E o que podemos fazer? – Mas o que podemos fazer além de esperar e torcer para que as nações, inclusive as que estão sendo conduzidas por governos que negam as mudanças climáticas, como o Brasil, cumpram as metas do Acordo de Paris?

Na América Latina, uma ação de cooperação entre países que envolve Brasil, Argentina e El Salvador, financiada pelo FIDA (Fundo Internacional de Desenvolvimento Agrícola ligado à ONU) pretende ampliar a resistência das comunidades e territórios produtores de alimentos, situados em áreas secas, aos extremos climáticos. Estima-se que, no mundo, mais de 1/5 da produção de alimentos venha de regiões subúmidas, semiáridas ou áridas, as quais representam cerca de 55% da área continental do planeta.

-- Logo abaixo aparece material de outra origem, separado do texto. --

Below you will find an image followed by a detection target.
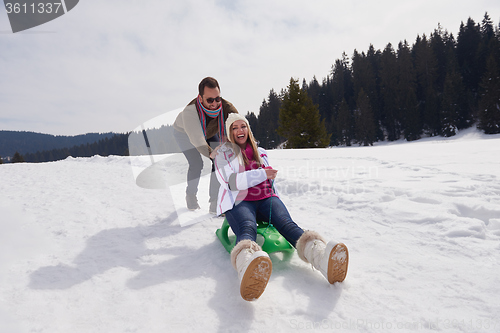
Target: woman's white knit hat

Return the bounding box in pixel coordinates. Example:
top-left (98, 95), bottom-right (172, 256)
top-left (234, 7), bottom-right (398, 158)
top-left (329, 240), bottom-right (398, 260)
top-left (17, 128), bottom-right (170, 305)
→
top-left (226, 113), bottom-right (250, 141)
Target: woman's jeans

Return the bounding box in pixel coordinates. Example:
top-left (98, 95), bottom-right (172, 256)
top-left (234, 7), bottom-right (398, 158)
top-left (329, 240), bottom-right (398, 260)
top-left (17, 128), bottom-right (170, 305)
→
top-left (226, 197), bottom-right (304, 247)
top-left (174, 130), bottom-right (220, 202)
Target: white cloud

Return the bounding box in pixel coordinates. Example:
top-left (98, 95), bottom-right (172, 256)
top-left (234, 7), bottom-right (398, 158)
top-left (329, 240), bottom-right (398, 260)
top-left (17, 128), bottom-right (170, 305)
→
top-left (0, 0), bottom-right (500, 134)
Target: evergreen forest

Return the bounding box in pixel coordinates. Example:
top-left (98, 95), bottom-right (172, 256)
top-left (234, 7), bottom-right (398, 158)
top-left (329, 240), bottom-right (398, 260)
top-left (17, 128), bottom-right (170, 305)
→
top-left (247, 13), bottom-right (500, 149)
top-left (4, 13), bottom-right (500, 163)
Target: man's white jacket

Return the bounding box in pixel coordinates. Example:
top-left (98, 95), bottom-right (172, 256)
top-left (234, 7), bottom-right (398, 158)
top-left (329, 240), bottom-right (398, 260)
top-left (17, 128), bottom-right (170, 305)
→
top-left (215, 143), bottom-right (278, 215)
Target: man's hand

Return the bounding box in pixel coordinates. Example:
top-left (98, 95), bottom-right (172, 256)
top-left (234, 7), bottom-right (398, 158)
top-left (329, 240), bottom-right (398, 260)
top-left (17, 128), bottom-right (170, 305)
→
top-left (264, 166), bottom-right (278, 179)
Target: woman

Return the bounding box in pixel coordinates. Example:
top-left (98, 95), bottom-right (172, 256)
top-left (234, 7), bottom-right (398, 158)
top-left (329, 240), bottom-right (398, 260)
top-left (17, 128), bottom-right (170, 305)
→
top-left (211, 113), bottom-right (349, 301)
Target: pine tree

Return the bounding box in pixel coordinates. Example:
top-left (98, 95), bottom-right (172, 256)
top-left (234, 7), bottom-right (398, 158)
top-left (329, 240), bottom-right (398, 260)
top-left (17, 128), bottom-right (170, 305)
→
top-left (413, 34), bottom-right (440, 136)
top-left (396, 41), bottom-right (422, 141)
top-left (278, 78), bottom-right (330, 148)
top-left (354, 88), bottom-right (375, 146)
top-left (478, 55), bottom-right (500, 134)
top-left (380, 43), bottom-right (401, 141)
top-left (336, 98), bottom-right (353, 146)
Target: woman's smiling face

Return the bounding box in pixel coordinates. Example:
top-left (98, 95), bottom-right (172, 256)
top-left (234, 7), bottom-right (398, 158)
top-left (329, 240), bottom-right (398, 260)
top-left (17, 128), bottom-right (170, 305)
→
top-left (231, 120), bottom-right (248, 149)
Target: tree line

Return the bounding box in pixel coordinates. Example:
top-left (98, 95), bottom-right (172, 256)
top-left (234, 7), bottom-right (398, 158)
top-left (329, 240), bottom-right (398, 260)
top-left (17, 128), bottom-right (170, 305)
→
top-left (0, 125), bottom-right (179, 164)
top-left (247, 13), bottom-right (500, 148)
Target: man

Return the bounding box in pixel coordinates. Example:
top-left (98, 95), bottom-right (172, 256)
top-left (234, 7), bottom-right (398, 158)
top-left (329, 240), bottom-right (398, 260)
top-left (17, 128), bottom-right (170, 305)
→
top-left (174, 77), bottom-right (238, 214)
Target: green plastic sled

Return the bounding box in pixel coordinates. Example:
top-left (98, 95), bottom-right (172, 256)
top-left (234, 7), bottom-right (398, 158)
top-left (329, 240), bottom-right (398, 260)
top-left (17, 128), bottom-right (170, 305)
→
top-left (215, 219), bottom-right (294, 253)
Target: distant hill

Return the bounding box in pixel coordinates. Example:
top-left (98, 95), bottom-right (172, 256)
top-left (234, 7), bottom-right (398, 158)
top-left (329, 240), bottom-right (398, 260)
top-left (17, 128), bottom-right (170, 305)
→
top-left (0, 125), bottom-right (179, 163)
top-left (0, 131), bottom-right (115, 157)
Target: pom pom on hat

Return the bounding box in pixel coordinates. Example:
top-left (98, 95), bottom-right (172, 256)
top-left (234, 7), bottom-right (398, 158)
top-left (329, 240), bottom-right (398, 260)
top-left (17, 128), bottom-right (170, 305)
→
top-left (226, 113), bottom-right (250, 141)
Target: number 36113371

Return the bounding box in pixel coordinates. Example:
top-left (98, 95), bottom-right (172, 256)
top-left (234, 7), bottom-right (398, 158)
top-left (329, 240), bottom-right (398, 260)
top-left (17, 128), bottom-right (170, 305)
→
top-left (5, 2), bottom-right (63, 14)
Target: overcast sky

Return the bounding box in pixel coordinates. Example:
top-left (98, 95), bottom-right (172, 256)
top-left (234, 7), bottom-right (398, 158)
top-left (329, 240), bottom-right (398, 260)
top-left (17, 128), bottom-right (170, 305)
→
top-left (0, 0), bottom-right (500, 135)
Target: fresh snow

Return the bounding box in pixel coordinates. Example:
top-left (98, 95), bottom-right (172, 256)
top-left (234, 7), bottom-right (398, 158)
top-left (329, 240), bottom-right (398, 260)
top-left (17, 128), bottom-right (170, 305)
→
top-left (0, 129), bottom-right (500, 333)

Caatinga em chamas no sertão de Pernambuco, no Brasil | Foto: Bruno Morais

De uma aliança entre ASA, Plataforma Semiáridos e FIDA nasceu o projeto DAKI Semiárido Vivo, cuja ação está voltada para proteger a produção de alimentos por meio de duas linhas estratégicas. A primeira é a colheita de conhecimentos sobre boas práticas já existentes de Agricultura Resiliente ao Clima (ARC). “Estamos olhando, sobretudo, para o manejo de solo, de bosques, florestas, e também para o manejo da água, seu estoque e uso racional”, comenta Antônio Barbosa, coordenador geral do projeto DAKI.

A segunda linha de ação do projeto, que une as regiões secas da América Latina, é a construção e oferta de três programas de formação para duas mil pessoas que vivem e produzem no espaço rural, como agricultores/as familiares, comunidades tradicionais, povos indígenas, e também técnicos/as que atuam em organizações de assessoria à agricultura familiar da sociedade civil e de governos.

“O DAKI se propõe a construir alternativas reais para enfrentar as mudanças climáticas na perspectiva de adaptação e de mitigação dos efeitos causados pelo aquecimento global. Hoje, o Semiárido brasileiro tem 94% de seu território com possibilidade de entrar em processo de desertificação. Isso é assustador”, ressalta o sociólogo.

Antônio Barbosa também acrescenta que não podemos perder de vista a construção de políticas públicas para as regiões secas. “Precisamos cobrar, por exemplo, medidas de proteção das florestas. O bioma Caatinga [que predomina na região Semiárida do Brasil] está com 53% de sua área devastada, com muitas queimadas ano a ano. Precisamos retomar os planos de combate à desertificação, tanto o nacional, que a ASA esteve envolvida na construção, quanto os estaduais, que foram construídos em todos os Estados do Semiárido brasileiro.”